JRuby for Cheminformatics - Parsing IUPAC Nomenclature with OPSIN

October 12, 2007

Recent articles have discussed the use of JRuby for cheminformatics. We've seen how to parse SMILES strings, and read or write InChIs. In this article, we'll see how easy it is to parse IUPAC nomenclature from JRuby using Peter Corbett's OPSIN library.

Installation

After installing JRuby, simply download the OPSIN jarfile and copy it to your JRuby lib directory. You're done.

A Simple Library

We can write a simple library to convert an IUPAC name into a CML document:

require 'jruby'

import 'uk.ac.cam.ch.wwmm.opsin.NameToStructure'

module IUPAC
  @@nts = NameToStructure.new

  def read_name name
    cml = @@nts.parse_to_cml(name)

    raise "Could not parse '#{name}'." unless cml

    cml.to_xml
  end
end

The read_name method accepts an iupac name as a string and returns a CML document as a string. If the input can't be parsed, an exception is raised.

Testing the Library

We can test the library by saving it as a file called iupac.rb and invoking jirb:

$ jirb
irb(main):001:0> require 'iupac'
=> true
irb(main):002:0> include IUPAC
=> Object
irb(main):003:0> read_name('4-iodobenzoic acid')
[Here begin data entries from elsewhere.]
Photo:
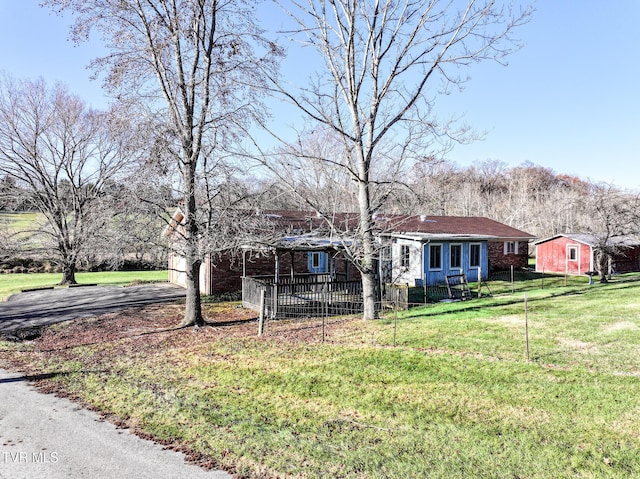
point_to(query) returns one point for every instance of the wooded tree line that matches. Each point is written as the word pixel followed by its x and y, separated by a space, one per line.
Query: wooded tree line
pixel 191 81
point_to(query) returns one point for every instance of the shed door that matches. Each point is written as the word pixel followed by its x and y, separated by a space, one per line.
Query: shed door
pixel 573 259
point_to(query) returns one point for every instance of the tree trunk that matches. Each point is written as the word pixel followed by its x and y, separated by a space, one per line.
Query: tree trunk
pixel 193 307
pixel 68 273
pixel 368 264
pixel 369 295
pixel 602 263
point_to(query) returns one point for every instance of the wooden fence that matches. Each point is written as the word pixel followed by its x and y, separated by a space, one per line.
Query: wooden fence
pixel 296 298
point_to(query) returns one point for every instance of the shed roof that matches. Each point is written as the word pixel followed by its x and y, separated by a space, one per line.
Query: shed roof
pixel 592 240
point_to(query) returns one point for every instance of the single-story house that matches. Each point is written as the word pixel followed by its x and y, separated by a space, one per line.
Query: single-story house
pixel 414 249
pixel 575 254
pixel 424 250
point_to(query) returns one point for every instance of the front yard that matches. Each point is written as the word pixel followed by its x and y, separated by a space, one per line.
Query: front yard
pixel 455 397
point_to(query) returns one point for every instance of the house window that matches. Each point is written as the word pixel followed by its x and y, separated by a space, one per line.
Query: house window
pixel 474 255
pixel 405 256
pixel 455 256
pixel 435 256
pixel 315 260
pixel 573 253
pixel 510 247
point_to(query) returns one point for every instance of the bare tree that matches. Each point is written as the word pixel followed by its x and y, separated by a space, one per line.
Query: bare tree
pixel 384 65
pixel 612 215
pixel 192 63
pixel 60 155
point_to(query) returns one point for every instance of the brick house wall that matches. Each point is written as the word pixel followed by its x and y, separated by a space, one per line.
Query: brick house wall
pixel 501 260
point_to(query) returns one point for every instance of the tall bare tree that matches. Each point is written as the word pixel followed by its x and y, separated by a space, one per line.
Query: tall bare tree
pixel 192 63
pixel 384 64
pixel 60 155
pixel 612 219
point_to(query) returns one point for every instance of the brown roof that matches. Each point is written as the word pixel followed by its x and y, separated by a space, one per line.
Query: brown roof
pixel 455 225
pixel 297 222
pixel 404 224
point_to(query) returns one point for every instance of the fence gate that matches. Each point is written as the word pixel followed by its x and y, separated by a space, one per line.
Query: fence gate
pixel 458 287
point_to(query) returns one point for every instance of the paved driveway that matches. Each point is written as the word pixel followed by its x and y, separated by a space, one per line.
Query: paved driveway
pixel 38 308
pixel 45 436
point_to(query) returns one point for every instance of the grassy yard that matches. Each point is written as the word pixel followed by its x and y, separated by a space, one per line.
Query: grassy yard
pixel 14 283
pixel 454 398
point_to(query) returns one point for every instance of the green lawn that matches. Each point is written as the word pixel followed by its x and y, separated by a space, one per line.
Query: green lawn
pixel 14 283
pixel 454 398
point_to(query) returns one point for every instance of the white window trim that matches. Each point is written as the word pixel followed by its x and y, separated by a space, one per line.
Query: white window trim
pixel 403 256
pixel 577 250
pixel 451 267
pixel 479 265
pixel 506 247
pixel 441 254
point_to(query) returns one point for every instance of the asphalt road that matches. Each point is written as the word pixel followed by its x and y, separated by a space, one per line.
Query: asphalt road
pixel 38 308
pixel 42 435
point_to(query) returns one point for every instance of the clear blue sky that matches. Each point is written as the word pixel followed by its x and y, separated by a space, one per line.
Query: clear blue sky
pixel 569 100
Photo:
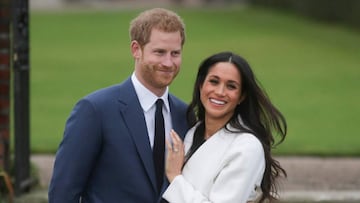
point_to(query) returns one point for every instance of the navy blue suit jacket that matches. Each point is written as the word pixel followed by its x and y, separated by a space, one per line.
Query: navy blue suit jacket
pixel 105 155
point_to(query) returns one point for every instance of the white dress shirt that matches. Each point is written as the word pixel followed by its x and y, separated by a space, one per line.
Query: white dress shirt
pixel 147 101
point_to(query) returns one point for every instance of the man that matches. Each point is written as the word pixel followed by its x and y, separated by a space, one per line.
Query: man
pixel 106 154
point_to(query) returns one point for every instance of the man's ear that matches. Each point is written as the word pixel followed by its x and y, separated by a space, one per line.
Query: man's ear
pixel 135 49
pixel 243 96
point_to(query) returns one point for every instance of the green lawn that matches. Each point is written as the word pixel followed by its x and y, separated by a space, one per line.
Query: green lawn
pixel 310 70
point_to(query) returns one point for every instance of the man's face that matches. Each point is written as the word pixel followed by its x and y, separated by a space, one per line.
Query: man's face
pixel 158 62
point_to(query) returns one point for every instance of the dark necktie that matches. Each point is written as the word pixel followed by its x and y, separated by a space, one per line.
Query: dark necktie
pixel 159 144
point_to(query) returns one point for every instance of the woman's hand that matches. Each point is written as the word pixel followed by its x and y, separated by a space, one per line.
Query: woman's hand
pixel 175 156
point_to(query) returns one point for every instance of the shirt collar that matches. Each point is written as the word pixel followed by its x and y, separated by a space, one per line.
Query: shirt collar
pixel 146 98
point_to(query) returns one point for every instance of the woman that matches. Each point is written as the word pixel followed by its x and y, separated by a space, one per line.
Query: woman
pixel 228 149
This returns the XML shown below, which has been re-formatted for clarity:

<cml xmlns="http://www.xml-cml.org/schema">
  <molecule id="m1">
    <atomArray>
      <atom id="a1" elementType="C">
        <label value="1" />
      </atom>
      <atom id="a2" elementType="C">
        <label value="2" />
      </atom>
      <atom id="a3" elementType="C">
        <label value="3" />
      </atom>
      <atom id="a4" elementType="C">
        <label value="4" />
      </atom>
      <atom id="a5" elementType="C">
        <label value="5" />
      </atom>
      <atom id="a6" elementType="C">
        <label value="6" />
      </atom>
      <atom id="a7" elementType="C" />
      <atom id="a8" elementType="O" />
      <atom id="a9" elementType="O" />
      <atom id="a10" elementType="I">
        <label value="1" />
      </atom>
    </atomArray>
    <bondArray>
      <bond atomRefs2="a1 a2" order="2" />
      <bond atomRefs2="a2 a3" order="1" />
      <bond atomRefs2="a3 a4" order="2" />
      <bond atomRefs2="a4 a5" order="1" />
      <bond atomRefs2="a5 a6" order="2" />
      <bond atomRefs2="a6 a1" order="1" />
      <bond atomRefs2="a7 a1" order="1" />
      <bond atomRefs2="a7 a8" order="2" />
      <bond atomRefs2="a7 a9" order="1" />
      <bond atomRefs2="a10 a4" order="1" />
    </bondArray>
  </molecule>
</cml>

This simple Ruby library has parsed the name '4-iodobenzoic acid' and has returned a string containing the CML representation for the molecule. If we had wanted the read_name method to return a traversable XML object model, we could have enabled that as well.

Conclusions

One of the objections raised whenever the issue of "new" programming languages comes up, regardless of their merit, is the age-old refrain "Yeah, but where's the software?" With JRuby, we bypass this question altogether. We can leverage the full scope of the massive Java development effort over the last ten years, which includes several excellent cheminformatics libraries. With virtually no effort, we have a working cheminformatics platform based on a widely-used, versatile and dynamic object-oriented scripting language. Future articles will discuss extensions to this platform and some applications.